Ewa Siemaszko (born 27 October 1947) is a Polish writer, publicist and lecturer; collector of oral accounts and historical data regarding the Massacres of Poles in Volhynia. An engineer by profession with Master's in technological studies from the Warsaw University of Life Sciences, Siemaszko worked in public health education and also as a school teacher following graduation. She is a daughter of writer Władysław Siemaszko with whom she collaborated and shared strong interest in Polish World War II history.

From 1990 Ewa Siemaszko collected and prepared documents regarding the ethnic cleansing that took place in Volhynia during the Second World War. She is the co-author of a 1992 exhibition at the Warsaw Museum of Independence regarding the atrocities committed by the NKVD in and around the Polish Kresy region in 1941; and, an exhibit "Wolyn or our ancestors" organised in 2002 at the Dom Polonii in Warsaw. She also collaborates with the Society of Volyn and Polissia at the Polish Institute of National Remembrance.

For her contribution to the monograph Ludobójstwo dokonane przez nacjonalistów ukraińskich na ludności polskiej Wołynia 1939-1945 (Genocide committed by Ukrainian Nationalists in Volhynia 1939–1945) written together with her father Władysław, she received the Józef Mackiewicz Literary Prize and medal in 2002.
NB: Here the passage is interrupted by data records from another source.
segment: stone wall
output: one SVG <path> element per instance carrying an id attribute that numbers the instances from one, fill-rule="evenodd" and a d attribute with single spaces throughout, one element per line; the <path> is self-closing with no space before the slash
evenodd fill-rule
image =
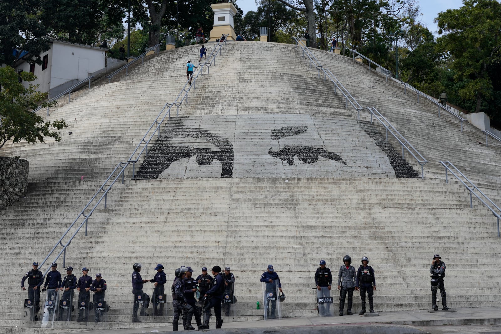
<path id="1" fill-rule="evenodd" d="M 0 210 L 26 194 L 29 165 L 22 159 L 0 157 Z"/>

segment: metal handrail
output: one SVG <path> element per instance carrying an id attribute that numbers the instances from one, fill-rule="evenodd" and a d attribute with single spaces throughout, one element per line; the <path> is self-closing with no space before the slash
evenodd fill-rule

== Selected publications ==
- Ewa Siemaszko with Władysław Siemaszko, Ludobójstwo dokonane przez nacjonalistów ukraińskich na ludności polskiej Wołynia 1939-1945, (Genocide committed by the Ukrainian Nationalists against the Polish inhabitants of Volyn) Warsaw, 2000, length: 1433 pages, illustrated, ISBN 83-87689-34-3. Preface by Prof. dr Ryszard Szawłowski.
- Ewa Siemaszko, Wołyń naszych przodków Śladami życia - czas zagłady, 2008
- Ewa Siemaszko, The July 1943 genocidal operations of the OUN-UPA in Volhynia

==Ukrainian responses==
According to Ukrainian historian Yaroslav Tsaruk (Ярослав Царук), who commented on data collected by Siemaszkos, the number of ethnic Poles given by them, in some of the villages he is familiar with, does not correspond with his Ukrainian research. According to Tsaruk, Siemaszkos included in the number of Polish citizens also those who emigrated before the commencement of hostilities according to him, and included population points which were not administrative units, thus enlarging the number of Polish victims of ethnic cleansing while minimizing the Ukrainian casualties. Tsaruk claims that although according to Siemaszkos 1,915 Poles died in the hands of Ukrainian Nationalists in the area of Volodymyr, according to him – only 430. Siemaszkos in their own monograph replied to this kind of criticism by stating that claims made by Tsaruk are based on statements made by Ukrainian villagers half a century after the war ended, therefore the discrepancies in what is being said by the locals can be "explained by psychological defense mechanisms".

Another Ukrainian historian, Ihor Ilyushin, echoed Tsaruk's observations and questioned whether Siemaszkos' approach, based on testimony from one side, can be truly objective – wrote Canadian historian David R. Marples in Heroes and villains. Marples quoted Ilyushin as saying that because Władysław Siemaszko was a participant in the conflict he is not a credible witness. However, Marples also noted that Ilyushin failed to reach a reasonable conclusion in his article and made no distinction between Ukrainian atrocities committed against officials and innocent civilians; men, women and children.